Photo: Associated Press
Can you believe it’s been four years since Apple started selling the iPhone at the end of June, 2007?That was a real turning point in the mobile industry.
Since then, smartphones have evolved from an expensive luxury to a common tool.
Things that didn’t exist — the App Store, Angry Birds, Google Android — are now everyday realities for a lot of people.
Companies that were doing well four years ago — Motorola, Nokia, Palm, RIM, and Microsoft — are now trying to mount comeback efforts after losing their footing.
But as much as the mobile industry has grown and changed since then, it’s just getting started. Most people still don’t use the Internet on their phones, or download apps. They will, but it will take time, and more evolution of the industry.
So what’s coming? Faster and cheaper phones, brighter screens, better Internet access, and more games, of course. (And plenty more, according to a panel of experts we asked.)
But there are a few trends we’re especially interested in, which are worth paying attention to.
Using your web-connected phone to do more stuff in the real, offline world.

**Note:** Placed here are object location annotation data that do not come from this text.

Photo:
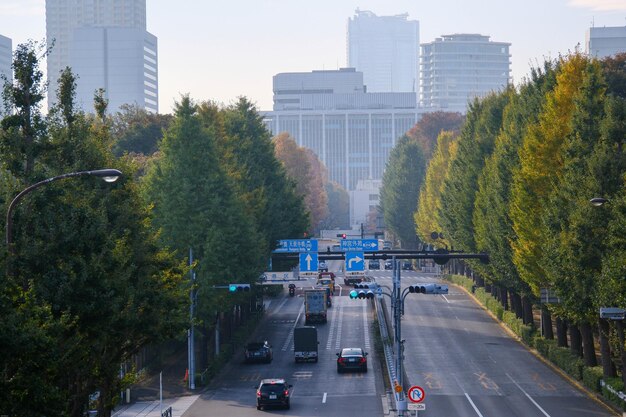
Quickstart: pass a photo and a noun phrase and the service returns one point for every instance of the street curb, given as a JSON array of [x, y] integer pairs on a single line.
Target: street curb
[[592, 395]]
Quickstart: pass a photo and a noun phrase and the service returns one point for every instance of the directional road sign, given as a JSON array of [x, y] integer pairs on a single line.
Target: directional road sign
[[355, 261], [297, 245], [361, 245], [613, 313], [308, 262], [416, 394]]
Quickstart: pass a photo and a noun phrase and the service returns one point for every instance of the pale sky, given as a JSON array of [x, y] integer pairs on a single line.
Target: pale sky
[[220, 50]]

This includes using your phone to pay for real-life goods, as a mobile wallet, the way they’ve been doing in Japan for years. Want to ride the subway or buy a snack? Just tap your smartphone to a sensor, and go. Your coupons and loyalty programs will be automatically triggered.
Google has recently announced a pilot for mobile payments, and many companies are gearing up for similar programs, including the phone carriers. Apple might too.
It’s obviously already very easy to use a credit card, but if someone can give consumers the right incentive to use their phones to pay for stuff, it could be a big trend in the next decade or so.
Wearing your tech.
Smartphones have been shrinking, but because of screens and batteries, they’re still too big and bulky to wear.
But with voice recognition software, artificial intelligence, and other improvements, perhaps we’ll be wearing more of our electronics in the next decade? Maybe you can leave your phone in your pocket and just have a conversation with it, via wireless earpiece?
That’s one of the reasons that Internet pioneer Marc Andreessen has invested in the company behind the Jawbone earpiece, for example.
Even if mobile technology isn’t wearable, it’ll at least be more omnipresent.
The mobile-first and mobile-only world.
For most Westerners, the smartphone is their second, third, or fourth computer. But for big parts of the world, the mobile phone will be their first and/or only Internet-connected computer. That arguably makes mobile software and services even more important for them than it is for us. How will they be served? Will they zoom past us?
New business models for mobile services.
We’ve seen ad-supported services take off on the Web. So have more recent business models like virtual goods sales, and local deals. Amazon has recently started subsidizing its Kindle e-reader with ads.
Will we finally start to see less-expensive, ad-supported mobile phones over the next few years? Or ad-supported phone service?
Will carriers at least start to get their act together and bundle more of your mobile devices — a smartphone and tablet, for example — onto one subscription? Will International roaming ever be affordable?
We expect to see many changes here over the next several years.